Cuenta el pastor Johnsson que el gato prefería cazar por las noches y dormir de día. Por eso no era raro encontrar junto a la puerta de su casa los restos de las víctimas: plumas de pájaros, orejas o colas de ratones y de otros roedores.
Cierto día, sin embargo, ocurrió algo inesperado. La familia Johnsson encontró al poderoso cazador gravemente herido. Por todo su cuerpo había señales de una dura batalla en la que el gato se había llevado la peor parte. Su condición era tan precaria que casi no se podía mover. Daba lástima ver al poderoso cazador en esa condición. Bueno, lástima daba a sus dueños, porque los pajaritos y roedores del lugar estaban de fiesta.

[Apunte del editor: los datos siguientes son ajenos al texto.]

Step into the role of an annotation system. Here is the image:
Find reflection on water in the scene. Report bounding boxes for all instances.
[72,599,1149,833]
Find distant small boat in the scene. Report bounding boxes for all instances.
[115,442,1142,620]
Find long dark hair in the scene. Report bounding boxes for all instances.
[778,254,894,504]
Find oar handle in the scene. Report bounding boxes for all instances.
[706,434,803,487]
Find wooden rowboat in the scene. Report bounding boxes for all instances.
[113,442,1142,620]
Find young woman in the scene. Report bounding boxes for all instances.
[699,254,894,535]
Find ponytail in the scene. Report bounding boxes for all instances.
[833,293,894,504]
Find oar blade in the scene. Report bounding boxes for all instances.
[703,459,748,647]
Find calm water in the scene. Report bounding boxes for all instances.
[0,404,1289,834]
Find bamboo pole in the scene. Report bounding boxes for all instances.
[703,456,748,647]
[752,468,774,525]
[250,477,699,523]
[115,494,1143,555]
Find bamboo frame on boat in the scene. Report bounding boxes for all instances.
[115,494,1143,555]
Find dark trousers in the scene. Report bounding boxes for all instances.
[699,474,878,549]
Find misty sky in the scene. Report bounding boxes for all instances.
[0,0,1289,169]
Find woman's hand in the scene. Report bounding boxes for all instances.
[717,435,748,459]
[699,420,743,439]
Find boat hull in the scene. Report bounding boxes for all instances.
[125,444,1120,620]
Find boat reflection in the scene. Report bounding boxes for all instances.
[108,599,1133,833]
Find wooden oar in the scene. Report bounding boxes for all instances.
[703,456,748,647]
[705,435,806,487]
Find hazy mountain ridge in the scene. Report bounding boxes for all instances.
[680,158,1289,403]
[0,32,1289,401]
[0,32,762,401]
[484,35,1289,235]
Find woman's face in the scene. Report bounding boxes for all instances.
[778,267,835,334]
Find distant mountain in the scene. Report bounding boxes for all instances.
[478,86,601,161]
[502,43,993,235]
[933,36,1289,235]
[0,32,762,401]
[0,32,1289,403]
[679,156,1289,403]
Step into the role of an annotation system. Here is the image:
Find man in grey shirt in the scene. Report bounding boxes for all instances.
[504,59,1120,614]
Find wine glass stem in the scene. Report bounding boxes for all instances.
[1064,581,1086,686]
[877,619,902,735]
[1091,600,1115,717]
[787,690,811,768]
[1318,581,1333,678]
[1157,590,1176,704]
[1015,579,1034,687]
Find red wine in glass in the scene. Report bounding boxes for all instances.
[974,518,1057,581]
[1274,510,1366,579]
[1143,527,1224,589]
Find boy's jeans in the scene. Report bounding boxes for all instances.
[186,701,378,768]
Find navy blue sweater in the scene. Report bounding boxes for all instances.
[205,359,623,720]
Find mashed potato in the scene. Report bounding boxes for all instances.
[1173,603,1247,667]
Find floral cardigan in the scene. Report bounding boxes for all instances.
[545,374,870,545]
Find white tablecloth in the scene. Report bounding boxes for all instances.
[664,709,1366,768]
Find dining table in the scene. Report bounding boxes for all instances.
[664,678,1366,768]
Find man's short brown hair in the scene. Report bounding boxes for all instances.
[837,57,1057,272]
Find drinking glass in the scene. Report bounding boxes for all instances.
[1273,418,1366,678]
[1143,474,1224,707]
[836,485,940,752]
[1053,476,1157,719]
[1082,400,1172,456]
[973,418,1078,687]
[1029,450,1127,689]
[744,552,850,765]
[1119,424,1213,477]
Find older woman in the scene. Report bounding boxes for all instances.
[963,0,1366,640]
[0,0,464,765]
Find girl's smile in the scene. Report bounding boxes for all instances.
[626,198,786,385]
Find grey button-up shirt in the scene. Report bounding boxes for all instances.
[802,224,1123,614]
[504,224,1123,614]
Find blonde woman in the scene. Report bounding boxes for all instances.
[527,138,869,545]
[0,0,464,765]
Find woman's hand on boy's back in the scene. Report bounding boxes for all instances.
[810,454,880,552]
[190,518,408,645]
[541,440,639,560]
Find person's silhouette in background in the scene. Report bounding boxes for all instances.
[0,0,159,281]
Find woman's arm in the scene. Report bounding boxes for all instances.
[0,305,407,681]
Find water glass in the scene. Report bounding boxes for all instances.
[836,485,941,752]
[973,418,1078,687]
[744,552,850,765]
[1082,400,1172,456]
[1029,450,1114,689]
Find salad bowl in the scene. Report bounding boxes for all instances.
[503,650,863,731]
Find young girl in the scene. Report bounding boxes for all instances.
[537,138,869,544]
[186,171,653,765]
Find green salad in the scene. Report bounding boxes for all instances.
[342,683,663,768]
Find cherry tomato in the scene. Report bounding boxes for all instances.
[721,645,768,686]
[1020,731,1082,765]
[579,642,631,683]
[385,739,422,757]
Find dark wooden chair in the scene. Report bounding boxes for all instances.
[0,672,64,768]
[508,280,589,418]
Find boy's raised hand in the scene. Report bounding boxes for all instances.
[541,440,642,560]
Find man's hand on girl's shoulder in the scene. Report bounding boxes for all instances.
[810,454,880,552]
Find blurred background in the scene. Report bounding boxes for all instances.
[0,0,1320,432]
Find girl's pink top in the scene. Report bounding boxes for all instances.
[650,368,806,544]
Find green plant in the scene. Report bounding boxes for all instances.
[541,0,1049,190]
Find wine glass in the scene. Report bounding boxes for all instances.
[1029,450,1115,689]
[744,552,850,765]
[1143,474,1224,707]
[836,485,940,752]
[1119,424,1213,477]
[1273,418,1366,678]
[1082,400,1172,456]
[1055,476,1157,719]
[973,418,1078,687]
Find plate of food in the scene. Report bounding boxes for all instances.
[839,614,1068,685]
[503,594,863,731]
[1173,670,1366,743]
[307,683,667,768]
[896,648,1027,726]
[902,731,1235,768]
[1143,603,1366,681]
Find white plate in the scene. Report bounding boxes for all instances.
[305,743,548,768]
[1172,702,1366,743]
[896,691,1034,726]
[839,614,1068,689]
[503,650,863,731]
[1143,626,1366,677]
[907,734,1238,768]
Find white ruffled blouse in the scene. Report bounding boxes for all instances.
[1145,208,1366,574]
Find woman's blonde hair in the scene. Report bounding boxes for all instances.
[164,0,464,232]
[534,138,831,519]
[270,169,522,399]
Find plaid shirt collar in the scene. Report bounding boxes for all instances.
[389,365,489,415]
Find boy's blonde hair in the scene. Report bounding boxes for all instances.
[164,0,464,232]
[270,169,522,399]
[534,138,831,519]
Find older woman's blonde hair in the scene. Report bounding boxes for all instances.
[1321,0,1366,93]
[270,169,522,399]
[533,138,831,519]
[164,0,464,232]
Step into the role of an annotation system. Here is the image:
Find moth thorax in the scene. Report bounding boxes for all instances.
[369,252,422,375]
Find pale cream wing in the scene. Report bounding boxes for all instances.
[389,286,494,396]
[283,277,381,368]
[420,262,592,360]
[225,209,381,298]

Entre los que se quisieron aprovechar de la inusual situación se encontraba un estornino. Cuando este pajarito notó cuan maltrecho estaba el gato, comenzó a volar cada vez más cerca. Casi parecía burlarse de su precaria condición, pero el que una vez fuera el terror del barrio, apenas podía reaccionar. Por allí se notaba que sus pelos se erizaban de vez en cuando, pero nada más de eso.
Unos días después, cuenta el pastor Johnsson, regresaba con su familia a su casa cuando todos escucharon que el gato ronroneaba bajito. Aunque caminaba con dificultad, sus movimientos se notaban más seguros y su altiva mirada de guerrero había retornado. ¿A qué se debía ese cambio tan repentino? La respuesta la encontraron junto a la puerta de la casa. Allí, dispersas, estaban las plumas tornasoladas del estornino.
La lección está clara: no te coloques innecesariamente en el terreno del enemigo. No intentes; averiguar cuan cerca del abismo puedes caminar, sin caerte. Es peligroso jugar con el pecado; y Satanás, aunque es un enemigo derrotado, todavía conserva mucho de su poder. Por eso la Palabra de Dios nos advierte: «Sean prudentes y manténganse despiertos, porque su enemigo el diablo, como un león rugiente, anda buscando a quien devorar» (1 Ped. 5:8).
Señor Jesús, ayúdame a mantenerme, tan lejos como pueda, del territorio enemigo.